Pts were screened from 2003 to 2008: 61 pts (59 HER2-3+ and 2 HER2-2 + /FISH+) were eligible, 32 (52%) and 29 (48%) were randomized in arms A and B, respectively. 52% and 48% received Ci and Ca respectively. Median age: 64 yr, sex-ratio = 54/7; local treatment: surgery = 59 (98%), radiotherapy = 13 (22%), neo/adjuvant CT = 18 (30%). Baseline: ECOG-PS 0-1 = 50 (82%), 2 = 11 (18%); primary disease site: bladder = 54 (89%); locally advanced: 11 (18%), metastatic: 50 (82%); visceral metastasis: 34 (57%). Median cycle number = 6 (range: 3-9). Grade 3/4 toxicities: neutropenia (72%, febrile = 3%), thrombocytopenia (43%), anaemia (38%) were comparable between 2 arms. Dyspnea was mainly observed in GCi-CaT (16.2% vs 3.4%). No toxic death occurred.
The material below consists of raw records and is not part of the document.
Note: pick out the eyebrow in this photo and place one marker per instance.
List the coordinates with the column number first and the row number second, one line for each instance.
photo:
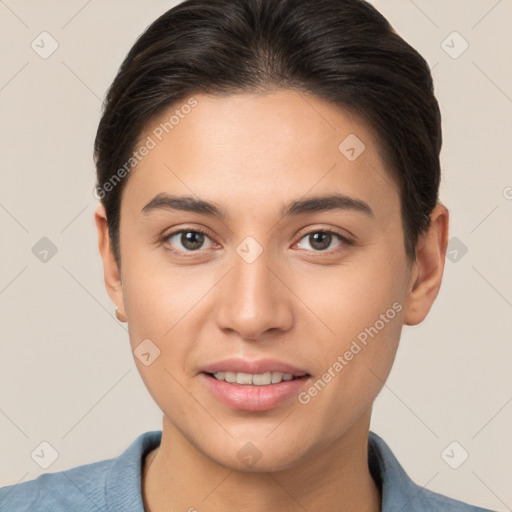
column 330, row 202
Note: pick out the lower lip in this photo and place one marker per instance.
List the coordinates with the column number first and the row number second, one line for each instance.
column 254, row 398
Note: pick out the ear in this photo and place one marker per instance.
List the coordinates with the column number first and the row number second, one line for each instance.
column 427, row 269
column 111, row 271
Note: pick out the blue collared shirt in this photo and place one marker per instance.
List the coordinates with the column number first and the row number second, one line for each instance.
column 114, row 485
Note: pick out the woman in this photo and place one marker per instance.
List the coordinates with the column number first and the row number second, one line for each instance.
column 268, row 174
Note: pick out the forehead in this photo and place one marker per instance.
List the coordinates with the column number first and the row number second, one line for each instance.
column 252, row 148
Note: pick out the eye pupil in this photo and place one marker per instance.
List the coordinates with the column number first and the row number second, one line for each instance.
column 320, row 240
column 192, row 240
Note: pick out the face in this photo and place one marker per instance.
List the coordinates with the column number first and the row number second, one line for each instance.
column 284, row 270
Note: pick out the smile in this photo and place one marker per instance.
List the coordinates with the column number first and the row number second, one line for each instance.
column 250, row 379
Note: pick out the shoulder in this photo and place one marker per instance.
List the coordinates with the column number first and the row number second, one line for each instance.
column 112, row 484
column 77, row 489
column 399, row 492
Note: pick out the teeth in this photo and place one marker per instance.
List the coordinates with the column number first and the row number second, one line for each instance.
column 260, row 379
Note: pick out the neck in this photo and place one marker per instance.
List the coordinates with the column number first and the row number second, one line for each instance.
column 177, row 476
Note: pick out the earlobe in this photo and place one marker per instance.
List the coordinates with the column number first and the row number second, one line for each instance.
column 111, row 273
column 427, row 270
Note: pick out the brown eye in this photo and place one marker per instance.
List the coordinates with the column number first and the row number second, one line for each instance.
column 321, row 240
column 187, row 240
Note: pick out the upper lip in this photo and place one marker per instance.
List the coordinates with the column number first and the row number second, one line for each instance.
column 255, row 367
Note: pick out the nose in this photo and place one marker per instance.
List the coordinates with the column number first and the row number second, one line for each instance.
column 253, row 301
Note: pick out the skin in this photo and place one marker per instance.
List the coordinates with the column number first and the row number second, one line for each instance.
column 250, row 154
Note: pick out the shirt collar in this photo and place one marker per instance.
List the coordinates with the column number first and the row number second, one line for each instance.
column 124, row 491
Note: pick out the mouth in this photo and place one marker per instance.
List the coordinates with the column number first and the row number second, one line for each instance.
column 258, row 379
column 254, row 385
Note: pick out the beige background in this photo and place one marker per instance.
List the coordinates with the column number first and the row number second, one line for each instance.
column 66, row 373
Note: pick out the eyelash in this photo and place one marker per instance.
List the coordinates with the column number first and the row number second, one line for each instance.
column 344, row 241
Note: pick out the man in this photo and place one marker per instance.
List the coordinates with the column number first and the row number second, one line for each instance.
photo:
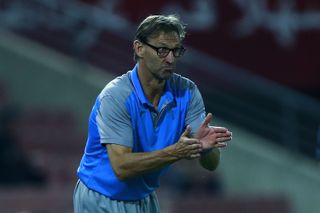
column 142, row 122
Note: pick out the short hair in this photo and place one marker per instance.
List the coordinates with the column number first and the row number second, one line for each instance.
column 154, row 24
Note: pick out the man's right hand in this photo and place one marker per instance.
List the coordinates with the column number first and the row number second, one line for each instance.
column 186, row 147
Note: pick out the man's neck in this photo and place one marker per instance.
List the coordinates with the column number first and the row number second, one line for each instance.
column 152, row 87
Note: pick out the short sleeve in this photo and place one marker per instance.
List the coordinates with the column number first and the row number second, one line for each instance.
column 114, row 123
column 196, row 110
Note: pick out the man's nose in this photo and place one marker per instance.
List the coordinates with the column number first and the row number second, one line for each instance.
column 170, row 57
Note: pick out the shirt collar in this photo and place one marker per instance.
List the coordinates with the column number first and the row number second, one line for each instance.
column 166, row 98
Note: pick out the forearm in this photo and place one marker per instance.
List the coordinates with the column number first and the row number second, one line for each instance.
column 210, row 159
column 132, row 164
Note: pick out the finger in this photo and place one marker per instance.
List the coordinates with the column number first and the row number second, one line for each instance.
column 186, row 132
column 225, row 134
column 223, row 139
column 207, row 120
column 221, row 145
column 219, row 129
column 193, row 156
column 192, row 141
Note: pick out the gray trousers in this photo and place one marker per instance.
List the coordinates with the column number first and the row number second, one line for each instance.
column 86, row 200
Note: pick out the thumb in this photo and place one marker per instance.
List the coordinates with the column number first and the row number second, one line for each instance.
column 207, row 120
column 186, row 132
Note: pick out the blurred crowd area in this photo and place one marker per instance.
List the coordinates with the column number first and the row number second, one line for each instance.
column 276, row 41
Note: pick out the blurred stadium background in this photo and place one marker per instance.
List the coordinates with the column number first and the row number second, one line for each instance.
column 256, row 63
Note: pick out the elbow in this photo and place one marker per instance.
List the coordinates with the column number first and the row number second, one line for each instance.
column 121, row 173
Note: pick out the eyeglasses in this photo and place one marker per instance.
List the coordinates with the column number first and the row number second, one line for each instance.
column 162, row 52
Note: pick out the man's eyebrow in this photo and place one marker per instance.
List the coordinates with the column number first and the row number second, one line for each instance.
column 161, row 44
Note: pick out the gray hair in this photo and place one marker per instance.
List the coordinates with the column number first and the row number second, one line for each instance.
column 154, row 24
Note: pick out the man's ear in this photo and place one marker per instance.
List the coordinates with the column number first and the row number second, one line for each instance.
column 138, row 48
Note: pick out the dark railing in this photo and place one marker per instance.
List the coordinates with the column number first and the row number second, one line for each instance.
column 100, row 37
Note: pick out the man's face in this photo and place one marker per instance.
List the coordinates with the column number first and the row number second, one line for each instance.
column 161, row 67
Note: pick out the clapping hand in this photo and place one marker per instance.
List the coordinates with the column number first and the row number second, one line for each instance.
column 211, row 136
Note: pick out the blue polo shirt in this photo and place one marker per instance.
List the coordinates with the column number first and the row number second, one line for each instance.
column 123, row 115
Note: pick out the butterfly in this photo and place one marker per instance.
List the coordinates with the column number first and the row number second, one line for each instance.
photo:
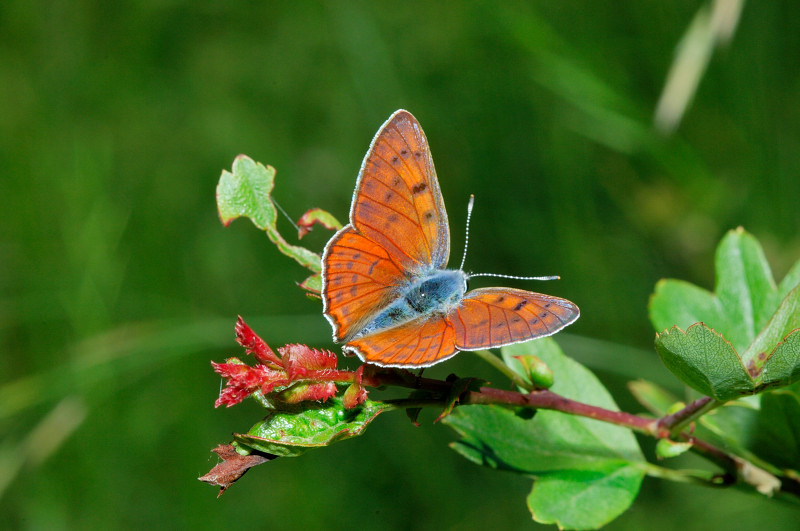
column 385, row 288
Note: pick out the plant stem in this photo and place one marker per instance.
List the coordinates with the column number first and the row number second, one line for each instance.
column 676, row 422
column 544, row 399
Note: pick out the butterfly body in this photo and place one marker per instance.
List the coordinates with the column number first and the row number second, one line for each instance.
column 385, row 287
column 424, row 295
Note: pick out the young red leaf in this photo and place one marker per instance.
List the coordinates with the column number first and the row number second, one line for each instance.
column 300, row 360
column 355, row 393
column 254, row 344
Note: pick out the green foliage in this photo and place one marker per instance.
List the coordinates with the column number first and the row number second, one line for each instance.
column 246, row 191
column 586, row 472
column 118, row 283
column 291, row 433
column 748, row 313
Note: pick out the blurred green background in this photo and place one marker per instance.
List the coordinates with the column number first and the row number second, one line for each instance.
column 119, row 284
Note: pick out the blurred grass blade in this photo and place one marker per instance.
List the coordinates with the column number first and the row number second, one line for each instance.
column 712, row 27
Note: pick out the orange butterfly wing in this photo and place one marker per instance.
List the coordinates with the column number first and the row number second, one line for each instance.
column 398, row 225
column 359, row 280
column 397, row 202
column 493, row 317
column 418, row 343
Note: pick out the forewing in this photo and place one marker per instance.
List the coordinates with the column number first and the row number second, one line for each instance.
column 397, row 202
column 493, row 317
column 418, row 343
column 358, row 279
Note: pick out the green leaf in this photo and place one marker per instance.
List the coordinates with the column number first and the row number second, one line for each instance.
column 783, row 321
column 732, row 426
column 777, row 438
column 783, row 364
column 587, row 472
column 291, row 433
column 316, row 216
column 583, row 499
column 535, row 368
column 744, row 298
column 705, row 361
column 246, row 192
column 755, row 316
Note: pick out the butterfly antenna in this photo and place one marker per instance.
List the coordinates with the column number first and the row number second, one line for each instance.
column 513, row 277
column 285, row 214
column 466, row 231
column 466, row 244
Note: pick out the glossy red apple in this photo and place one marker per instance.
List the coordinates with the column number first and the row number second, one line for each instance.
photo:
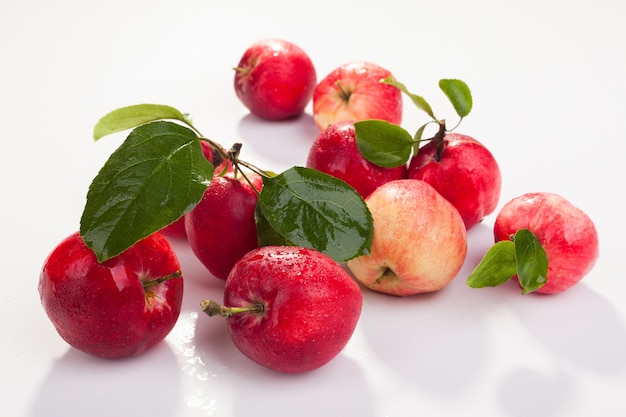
column 566, row 233
column 290, row 309
column 222, row 227
column 176, row 230
column 275, row 79
column 117, row 308
column 353, row 92
column 334, row 151
column 464, row 171
column 419, row 242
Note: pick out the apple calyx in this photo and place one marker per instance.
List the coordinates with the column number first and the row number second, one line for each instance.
column 149, row 283
column 344, row 94
column 212, row 308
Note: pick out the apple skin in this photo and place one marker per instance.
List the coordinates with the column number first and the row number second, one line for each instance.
column 566, row 233
column 221, row 228
column 103, row 308
column 311, row 307
column 176, row 230
column 354, row 92
column 466, row 174
column 275, row 79
column 334, row 151
column 419, row 242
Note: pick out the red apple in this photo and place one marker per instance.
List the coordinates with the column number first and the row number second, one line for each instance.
column 176, row 230
column 275, row 79
column 353, row 92
column 419, row 242
column 565, row 232
column 117, row 308
column 335, row 152
column 222, row 227
column 290, row 309
column 464, row 171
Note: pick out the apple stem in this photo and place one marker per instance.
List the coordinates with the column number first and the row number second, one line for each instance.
column 148, row 284
column 438, row 138
column 211, row 308
column 345, row 94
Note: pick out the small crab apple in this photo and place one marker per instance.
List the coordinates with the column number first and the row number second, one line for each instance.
column 221, row 228
column 114, row 309
column 419, row 242
column 353, row 92
column 288, row 308
column 566, row 233
column 464, row 171
column 275, row 79
column 176, row 230
column 335, row 152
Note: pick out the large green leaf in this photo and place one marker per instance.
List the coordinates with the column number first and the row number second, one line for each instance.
column 133, row 116
column 153, row 178
column 315, row 210
column 532, row 262
column 383, row 143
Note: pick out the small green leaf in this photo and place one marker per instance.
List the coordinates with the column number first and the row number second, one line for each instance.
column 532, row 261
column 497, row 266
column 383, row 143
column 132, row 116
column 153, row 178
column 419, row 101
column 459, row 95
column 316, row 210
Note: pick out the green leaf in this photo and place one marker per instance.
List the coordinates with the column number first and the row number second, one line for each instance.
column 316, row 210
column 419, row 101
column 532, row 261
column 132, row 116
column 459, row 95
column 497, row 266
column 383, row 143
column 267, row 235
column 153, row 178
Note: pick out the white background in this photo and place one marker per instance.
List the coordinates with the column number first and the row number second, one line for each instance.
column 548, row 80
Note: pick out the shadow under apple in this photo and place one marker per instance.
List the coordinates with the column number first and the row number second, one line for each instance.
column 81, row 385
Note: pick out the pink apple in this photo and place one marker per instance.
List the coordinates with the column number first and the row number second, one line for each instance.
column 290, row 309
column 419, row 242
column 275, row 79
column 117, row 308
column 353, row 92
column 222, row 227
column 565, row 232
column 464, row 171
column 335, row 152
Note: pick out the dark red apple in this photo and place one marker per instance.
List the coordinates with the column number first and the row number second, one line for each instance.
column 117, row 308
column 275, row 79
column 334, row 151
column 222, row 227
column 462, row 170
column 290, row 309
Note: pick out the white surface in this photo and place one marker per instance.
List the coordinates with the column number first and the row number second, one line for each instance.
column 549, row 84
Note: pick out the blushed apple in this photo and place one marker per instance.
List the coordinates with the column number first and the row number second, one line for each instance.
column 354, row 92
column 464, row 171
column 566, row 233
column 419, row 242
column 288, row 308
column 117, row 308
column 222, row 227
column 334, row 151
column 275, row 79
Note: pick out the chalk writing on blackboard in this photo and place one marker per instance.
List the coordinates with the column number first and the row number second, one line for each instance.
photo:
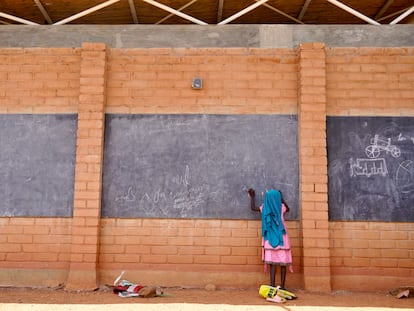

Median PFS (months = m) was 10.2 [95%CI: 5.2–13.4] and 9.3 [95%CI: 6.5–15.7] (p = 0.7) in the GCi-Ca and GCi-CaT arms, respectively. ORR was 66% and 53% in the GCi-Ca and GCi-CaT arms, respectively. Median OS (m) was 15.7 [95%CI: 10.2–23.7] and 16.8 [95%CI: 6.7–31.2] in the GCi-Ca and GCi-CaT arms, respectively. Longest OS was observed in GCiT sub-group: 28 [95%CI: 12.4–50].

Conclusion

HER2 over-expression is rare in a/mUCs. No conclusion could be drawn on PFS due to lack of power. Dyspnea was more frequent in GCi-CaT arm. We hypothesize that trastuzumab could have a synergetic effect with cisplatinum leading to a longer OS.

Disclosure

S. Oudard: Advisory board or board of directors position to disclose: sanofi aventis, Bayer, Novartis, Roche, Pfizer Compensated relationship to disclose: Roche, Novartis Honoraria to disclose: Sanofi Anventis, Bayer, Novartis, Roche, Pfizer

F. Goldwasser: Advisory board: Bayer Novartis Roche Pfizer Amgen Frésénius Compensated consultant role: Novartis Roche Bayer Pfizer Amgen Honoraria: Roche Bayer Pfizer Novartis Research funding: Roche Amgen Bayer Pfizer Nutricia Other: AACR 2012 meeting: Bayer

J.P. Machiels: Uncompensated consultant role: Boerhinger Ingelheim; Research funding to disclose: Sanofi;

P. Beuzeboc: Compensated consultant role to disclose: Roche Honoraria to disclose: Roche.

All other authors have declared no conflicts of interest.